J’écris ton nom, Sylvestre Sbille

J’écris ton nom
Sylvestre Sbille
Éditions Belfond

Quatrième de couverture

« Il faut assumer de venir en héros. »

« Youra convoque les forces de la nuit, comme dans un opéra magique, dans un conte maudit, un roman gothique. Il avance sans peur ni haine vers un destin déjà écrit. Il a décidé que tout était dit ; il n’y a plus qu’à faire. Les actes seront posés et advienne que pourra, son destin est en marche, et celui de tous ceux vers qui il roule. »

Youra est un jeune médecin bruxellois, idéaliste, interdit d’exercer car juif. Avec sa bande d’amis, il continue de défier le couvre-feu, d’écouter de la musique prohibée, de refaire le monde. Ce soir d’avril 1943, Youra va même passer à l’action. Avec deux copains d’enfance, il a décidé de tenter ce que les partisans jugent insensé : arrêter le train qui part pour les camps.

Séducteur, polyglotte, intellectuel jusqu’à l’obsession, Youra sait que la « nuit du train » fera de lui quelqu’un d’autre.

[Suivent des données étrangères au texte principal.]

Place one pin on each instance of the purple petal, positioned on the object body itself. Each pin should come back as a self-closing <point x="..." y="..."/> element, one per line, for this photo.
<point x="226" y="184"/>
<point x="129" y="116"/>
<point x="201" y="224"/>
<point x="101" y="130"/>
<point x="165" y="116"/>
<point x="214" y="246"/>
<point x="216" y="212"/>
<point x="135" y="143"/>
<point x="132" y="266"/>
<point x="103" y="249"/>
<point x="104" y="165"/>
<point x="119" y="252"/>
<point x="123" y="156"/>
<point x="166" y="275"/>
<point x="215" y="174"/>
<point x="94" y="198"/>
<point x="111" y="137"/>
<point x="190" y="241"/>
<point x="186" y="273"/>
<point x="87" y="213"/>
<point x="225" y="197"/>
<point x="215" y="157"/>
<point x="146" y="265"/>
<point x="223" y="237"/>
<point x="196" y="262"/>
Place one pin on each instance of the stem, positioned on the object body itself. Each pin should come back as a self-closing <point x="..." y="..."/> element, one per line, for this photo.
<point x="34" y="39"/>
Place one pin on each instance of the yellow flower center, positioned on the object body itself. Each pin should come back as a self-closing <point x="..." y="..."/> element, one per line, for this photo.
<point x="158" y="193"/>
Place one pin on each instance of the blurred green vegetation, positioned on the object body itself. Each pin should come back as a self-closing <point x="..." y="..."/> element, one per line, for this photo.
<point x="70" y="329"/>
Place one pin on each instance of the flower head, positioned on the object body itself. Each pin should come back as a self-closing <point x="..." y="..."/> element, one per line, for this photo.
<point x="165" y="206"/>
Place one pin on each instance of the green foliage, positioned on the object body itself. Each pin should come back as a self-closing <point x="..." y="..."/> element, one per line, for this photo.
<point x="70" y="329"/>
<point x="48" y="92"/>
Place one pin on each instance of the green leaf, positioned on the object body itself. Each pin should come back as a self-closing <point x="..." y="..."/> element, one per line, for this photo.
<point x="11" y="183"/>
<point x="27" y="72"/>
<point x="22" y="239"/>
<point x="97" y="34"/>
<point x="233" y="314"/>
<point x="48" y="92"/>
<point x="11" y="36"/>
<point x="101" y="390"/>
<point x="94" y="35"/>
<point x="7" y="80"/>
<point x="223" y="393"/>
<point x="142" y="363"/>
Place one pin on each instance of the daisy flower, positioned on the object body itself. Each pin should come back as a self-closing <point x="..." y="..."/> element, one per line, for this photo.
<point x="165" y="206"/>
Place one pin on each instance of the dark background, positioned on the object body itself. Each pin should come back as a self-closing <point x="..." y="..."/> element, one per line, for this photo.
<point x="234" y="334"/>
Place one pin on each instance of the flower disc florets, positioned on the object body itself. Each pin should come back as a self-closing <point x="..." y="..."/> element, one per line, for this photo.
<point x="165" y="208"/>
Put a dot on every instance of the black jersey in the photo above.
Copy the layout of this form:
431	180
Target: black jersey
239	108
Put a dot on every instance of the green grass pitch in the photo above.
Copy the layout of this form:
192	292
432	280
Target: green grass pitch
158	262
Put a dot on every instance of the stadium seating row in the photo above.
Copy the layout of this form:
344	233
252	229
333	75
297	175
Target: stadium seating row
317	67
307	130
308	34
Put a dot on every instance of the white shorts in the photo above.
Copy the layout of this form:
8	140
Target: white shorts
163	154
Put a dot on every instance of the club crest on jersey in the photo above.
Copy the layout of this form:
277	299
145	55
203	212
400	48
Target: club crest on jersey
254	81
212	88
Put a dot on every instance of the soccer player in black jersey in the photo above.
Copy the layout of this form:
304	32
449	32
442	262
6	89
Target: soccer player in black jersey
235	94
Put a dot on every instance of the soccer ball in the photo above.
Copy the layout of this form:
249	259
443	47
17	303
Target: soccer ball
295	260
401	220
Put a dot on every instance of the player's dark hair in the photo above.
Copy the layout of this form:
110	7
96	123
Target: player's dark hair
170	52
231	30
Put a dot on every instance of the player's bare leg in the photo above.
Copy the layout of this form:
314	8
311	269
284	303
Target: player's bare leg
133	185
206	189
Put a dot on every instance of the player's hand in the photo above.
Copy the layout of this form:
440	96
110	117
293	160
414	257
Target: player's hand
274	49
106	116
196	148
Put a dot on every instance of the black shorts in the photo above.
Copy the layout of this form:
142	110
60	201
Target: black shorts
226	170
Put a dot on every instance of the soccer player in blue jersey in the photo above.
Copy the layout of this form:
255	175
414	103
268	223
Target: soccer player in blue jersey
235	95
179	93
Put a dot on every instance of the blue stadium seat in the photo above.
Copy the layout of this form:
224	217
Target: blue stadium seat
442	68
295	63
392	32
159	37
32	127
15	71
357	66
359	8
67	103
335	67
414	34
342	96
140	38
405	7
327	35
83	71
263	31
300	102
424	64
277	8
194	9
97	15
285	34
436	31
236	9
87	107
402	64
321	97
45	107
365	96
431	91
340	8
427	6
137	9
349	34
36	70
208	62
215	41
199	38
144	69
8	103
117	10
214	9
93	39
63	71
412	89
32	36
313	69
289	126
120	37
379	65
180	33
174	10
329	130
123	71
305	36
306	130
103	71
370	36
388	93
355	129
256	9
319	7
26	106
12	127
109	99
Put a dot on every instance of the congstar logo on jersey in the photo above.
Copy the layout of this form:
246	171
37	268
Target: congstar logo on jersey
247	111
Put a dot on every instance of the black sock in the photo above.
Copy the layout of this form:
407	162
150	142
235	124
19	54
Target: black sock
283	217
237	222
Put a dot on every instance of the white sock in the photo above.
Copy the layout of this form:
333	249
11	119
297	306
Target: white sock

Plongé dans les eaux troubles de la Résistance et confronté à celles de la collaboration, il interroge les motivations conscientes et inconscientes qui poussent à risquer sa vie, et à regarder l’ennemi dans le blanc des yeux.

Sylvestre Sbille réussit, dans un premier roman empreint de réalisme magique, le tour de force d’inoculer à son lecteur toute la fureur de vivre d’individus éblouissants, surnageant dans la vase noire de l’Occupation.

Mon avis

1943, les lois anti Juifs se multiplient dans toute l’Europe. À Bruxelles, Youra, vingt-cinq ans, n’a pas le droit d’exercer son métier de médecin, car il est juif. Avec ses amis, il refait le monde, n’hésitant pas à défier le couvre-feu et à écouter du jazz. Un soir, presque sur un coup de tête, il décide d’arrêter un train en partance pour Auschwitz. Même les partisans ne s’y risquent pas, c’est trop dangereux. La fougue de son idéalisme en étendard, avec l’aide de deux amis, il réalise l’impensable. L’équipement est très sommaire : des vélos, une lanterne et un seul pistolet.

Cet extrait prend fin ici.